Leader of the European People's Party in the European Parliament Manfred Weber stated that "I've said it for a long time and I've said it many times [...], left and right wing extremists and populists are not a solution."

Social Democratic Party leader Andrea Nahles stated that "there must be new elections in Austria. A simple resignation by FPÖ leader Strache is insufficient."

Alliance 90/The Greens leader Annalena Baerbock states that "This outrageous scandal shows that right-wing populists despise our values like freedom of the press and the rule of law and are working to systematically erode democracy."

Free Democratic Party leader Christian Lindner said "Strache's video confirms serious concerns. The decision of Chancellor Kurz is consistent and correct. The AfD had found itself a kindred spirit. Will it now distance itself from the FPÖ?"

Leader of the Left Bernd Riexinger stated that "The Austrian right wingers surrounding Strache like to portray themselves as the 'party of the little man'. But the façade does not even reach Ibiza. While chatting with Russian oligarchs, the true face of the FPÖ emerges: the party of the rich, corrupt and brazen."

Alternative for Germany party leader Jörg Meuthen stated that "The FPÖ is a close partner to us. We will not stab the Austrian party in the back because of a singular affair."

President of the Bundestag Wolfgang Schäuble speculated that an intelligence agency was behind the shooting and the publication of the video. Schäuble was quoted saying "Did someone think they could blackmail him?" and "Has someone already been blackmailing him for the last two years?" He concluded that "this smells like an intelligence agency".

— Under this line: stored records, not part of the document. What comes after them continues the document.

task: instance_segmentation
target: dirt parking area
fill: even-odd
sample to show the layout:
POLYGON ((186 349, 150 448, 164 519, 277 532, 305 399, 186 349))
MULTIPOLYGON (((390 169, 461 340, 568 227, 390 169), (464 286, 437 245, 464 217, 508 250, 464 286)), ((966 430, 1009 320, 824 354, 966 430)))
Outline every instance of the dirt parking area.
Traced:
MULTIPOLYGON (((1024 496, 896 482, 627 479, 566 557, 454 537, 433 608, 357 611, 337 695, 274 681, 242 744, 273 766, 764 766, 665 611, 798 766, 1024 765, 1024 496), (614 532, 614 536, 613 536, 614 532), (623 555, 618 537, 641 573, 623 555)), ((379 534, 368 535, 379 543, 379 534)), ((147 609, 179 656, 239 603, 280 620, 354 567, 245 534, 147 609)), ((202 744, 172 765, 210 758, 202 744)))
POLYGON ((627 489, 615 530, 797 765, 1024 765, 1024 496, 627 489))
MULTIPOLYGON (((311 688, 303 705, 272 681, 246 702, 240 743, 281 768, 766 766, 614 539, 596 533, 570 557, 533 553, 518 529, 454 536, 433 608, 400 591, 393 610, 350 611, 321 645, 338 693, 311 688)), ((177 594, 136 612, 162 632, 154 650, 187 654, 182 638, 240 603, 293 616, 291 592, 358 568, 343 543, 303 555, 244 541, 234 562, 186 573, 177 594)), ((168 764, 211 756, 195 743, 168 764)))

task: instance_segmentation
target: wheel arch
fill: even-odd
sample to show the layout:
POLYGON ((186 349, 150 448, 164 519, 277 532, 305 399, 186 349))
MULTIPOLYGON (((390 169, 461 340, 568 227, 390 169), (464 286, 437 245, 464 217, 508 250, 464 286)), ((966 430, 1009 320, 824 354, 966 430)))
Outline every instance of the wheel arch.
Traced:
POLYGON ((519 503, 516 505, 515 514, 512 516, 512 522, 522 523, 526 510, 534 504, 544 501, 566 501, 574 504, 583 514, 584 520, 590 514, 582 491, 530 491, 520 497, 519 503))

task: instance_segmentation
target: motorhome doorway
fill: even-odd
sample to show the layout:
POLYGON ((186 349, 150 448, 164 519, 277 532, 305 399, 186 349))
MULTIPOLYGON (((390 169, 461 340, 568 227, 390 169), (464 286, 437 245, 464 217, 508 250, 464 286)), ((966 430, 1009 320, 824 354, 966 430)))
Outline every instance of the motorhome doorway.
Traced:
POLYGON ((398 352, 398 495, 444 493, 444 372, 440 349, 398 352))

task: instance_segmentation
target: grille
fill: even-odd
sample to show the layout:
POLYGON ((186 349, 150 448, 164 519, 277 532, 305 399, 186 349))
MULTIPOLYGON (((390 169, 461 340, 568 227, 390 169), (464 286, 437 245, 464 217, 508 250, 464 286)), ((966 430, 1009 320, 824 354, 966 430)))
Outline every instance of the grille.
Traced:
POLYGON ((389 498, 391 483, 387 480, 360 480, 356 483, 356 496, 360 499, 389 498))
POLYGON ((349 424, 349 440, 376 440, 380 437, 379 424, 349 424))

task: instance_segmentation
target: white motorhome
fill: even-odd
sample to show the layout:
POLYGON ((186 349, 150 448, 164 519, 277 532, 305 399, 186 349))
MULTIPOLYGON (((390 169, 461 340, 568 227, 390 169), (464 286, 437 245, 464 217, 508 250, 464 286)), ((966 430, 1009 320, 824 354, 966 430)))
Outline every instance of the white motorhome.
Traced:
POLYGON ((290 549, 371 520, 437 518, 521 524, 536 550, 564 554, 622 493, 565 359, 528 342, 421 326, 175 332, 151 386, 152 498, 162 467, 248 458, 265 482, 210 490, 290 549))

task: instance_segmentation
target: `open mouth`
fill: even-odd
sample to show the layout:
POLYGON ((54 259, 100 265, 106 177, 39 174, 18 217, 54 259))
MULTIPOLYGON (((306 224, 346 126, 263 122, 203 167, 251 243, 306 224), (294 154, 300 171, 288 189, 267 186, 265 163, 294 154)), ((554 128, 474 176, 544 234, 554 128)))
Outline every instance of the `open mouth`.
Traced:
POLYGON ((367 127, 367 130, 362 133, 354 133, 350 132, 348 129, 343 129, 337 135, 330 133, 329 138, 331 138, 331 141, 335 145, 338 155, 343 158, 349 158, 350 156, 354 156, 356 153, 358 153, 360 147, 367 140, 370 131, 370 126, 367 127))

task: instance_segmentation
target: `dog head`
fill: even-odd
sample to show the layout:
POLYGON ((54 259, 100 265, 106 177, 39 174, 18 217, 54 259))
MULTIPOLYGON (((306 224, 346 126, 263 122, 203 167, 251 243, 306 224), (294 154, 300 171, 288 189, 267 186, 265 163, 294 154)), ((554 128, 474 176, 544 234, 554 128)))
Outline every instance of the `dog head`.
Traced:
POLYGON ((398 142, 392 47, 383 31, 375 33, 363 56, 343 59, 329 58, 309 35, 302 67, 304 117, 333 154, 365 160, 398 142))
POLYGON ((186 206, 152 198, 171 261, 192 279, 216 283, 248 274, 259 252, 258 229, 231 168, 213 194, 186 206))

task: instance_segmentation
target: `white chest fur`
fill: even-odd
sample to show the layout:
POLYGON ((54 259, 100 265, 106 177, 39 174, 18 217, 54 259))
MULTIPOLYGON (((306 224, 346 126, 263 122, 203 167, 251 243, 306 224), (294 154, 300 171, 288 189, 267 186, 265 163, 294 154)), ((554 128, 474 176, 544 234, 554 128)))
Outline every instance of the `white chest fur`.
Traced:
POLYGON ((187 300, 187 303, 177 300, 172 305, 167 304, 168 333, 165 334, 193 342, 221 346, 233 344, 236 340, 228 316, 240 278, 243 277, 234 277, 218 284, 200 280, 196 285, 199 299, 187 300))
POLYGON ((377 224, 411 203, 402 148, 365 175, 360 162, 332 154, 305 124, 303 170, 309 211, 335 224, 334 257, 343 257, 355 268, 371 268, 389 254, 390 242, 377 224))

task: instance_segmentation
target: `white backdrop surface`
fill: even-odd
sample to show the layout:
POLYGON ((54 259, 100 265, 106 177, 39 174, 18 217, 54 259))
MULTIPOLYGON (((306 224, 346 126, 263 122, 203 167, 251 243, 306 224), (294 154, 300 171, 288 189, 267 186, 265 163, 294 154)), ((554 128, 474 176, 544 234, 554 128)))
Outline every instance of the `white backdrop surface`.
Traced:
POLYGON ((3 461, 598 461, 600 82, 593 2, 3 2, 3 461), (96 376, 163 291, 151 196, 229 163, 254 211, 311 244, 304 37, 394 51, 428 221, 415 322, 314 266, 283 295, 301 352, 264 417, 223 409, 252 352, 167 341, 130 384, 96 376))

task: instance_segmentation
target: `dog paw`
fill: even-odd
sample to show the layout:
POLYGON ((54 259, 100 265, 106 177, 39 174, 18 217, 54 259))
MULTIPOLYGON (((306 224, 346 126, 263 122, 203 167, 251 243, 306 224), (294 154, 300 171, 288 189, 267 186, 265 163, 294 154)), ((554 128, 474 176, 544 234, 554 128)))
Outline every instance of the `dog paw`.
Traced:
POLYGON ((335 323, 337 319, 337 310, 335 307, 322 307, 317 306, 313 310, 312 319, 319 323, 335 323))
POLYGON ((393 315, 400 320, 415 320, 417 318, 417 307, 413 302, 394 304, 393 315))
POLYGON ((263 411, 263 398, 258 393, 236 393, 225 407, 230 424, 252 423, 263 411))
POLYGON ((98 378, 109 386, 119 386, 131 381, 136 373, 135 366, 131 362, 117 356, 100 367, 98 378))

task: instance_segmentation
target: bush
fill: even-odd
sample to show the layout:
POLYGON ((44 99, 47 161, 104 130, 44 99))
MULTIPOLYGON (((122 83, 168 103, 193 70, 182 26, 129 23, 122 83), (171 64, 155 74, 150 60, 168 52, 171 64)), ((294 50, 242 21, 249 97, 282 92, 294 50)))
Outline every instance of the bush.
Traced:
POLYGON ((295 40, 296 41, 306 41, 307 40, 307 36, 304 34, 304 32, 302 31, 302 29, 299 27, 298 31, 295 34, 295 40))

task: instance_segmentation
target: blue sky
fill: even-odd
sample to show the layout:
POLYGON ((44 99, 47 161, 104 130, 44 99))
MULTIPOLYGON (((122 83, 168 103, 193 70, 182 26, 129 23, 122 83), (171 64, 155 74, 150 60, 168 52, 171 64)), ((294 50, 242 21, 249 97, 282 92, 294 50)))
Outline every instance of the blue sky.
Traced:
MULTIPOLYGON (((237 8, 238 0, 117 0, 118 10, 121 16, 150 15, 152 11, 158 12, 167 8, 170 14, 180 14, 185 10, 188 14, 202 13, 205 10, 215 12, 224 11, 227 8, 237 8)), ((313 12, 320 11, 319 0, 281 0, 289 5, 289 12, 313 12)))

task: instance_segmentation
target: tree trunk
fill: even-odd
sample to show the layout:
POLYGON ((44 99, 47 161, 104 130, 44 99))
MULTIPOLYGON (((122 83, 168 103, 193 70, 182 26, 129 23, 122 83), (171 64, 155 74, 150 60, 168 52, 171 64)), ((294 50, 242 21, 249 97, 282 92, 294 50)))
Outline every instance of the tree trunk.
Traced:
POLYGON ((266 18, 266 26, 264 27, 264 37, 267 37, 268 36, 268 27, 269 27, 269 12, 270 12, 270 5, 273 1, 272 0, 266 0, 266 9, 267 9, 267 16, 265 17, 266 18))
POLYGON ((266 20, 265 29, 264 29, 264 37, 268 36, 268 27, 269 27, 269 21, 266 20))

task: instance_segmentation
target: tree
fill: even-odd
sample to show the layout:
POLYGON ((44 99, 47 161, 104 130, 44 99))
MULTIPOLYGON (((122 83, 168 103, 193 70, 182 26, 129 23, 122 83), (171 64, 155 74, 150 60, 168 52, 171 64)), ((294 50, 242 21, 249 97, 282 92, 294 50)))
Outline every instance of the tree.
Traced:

==== From the European Union ====
President of the European Commission Jean-Claude Juncker said on May 21 that he considered the events to be an internal affair of Austria. He neither triggered the crisis within the Austrian government nor would it be his job to fix it. Asked about the contents of the video, Juncker said the idea of offering a country to others on a silver platter would go against his patriotic sensibilities.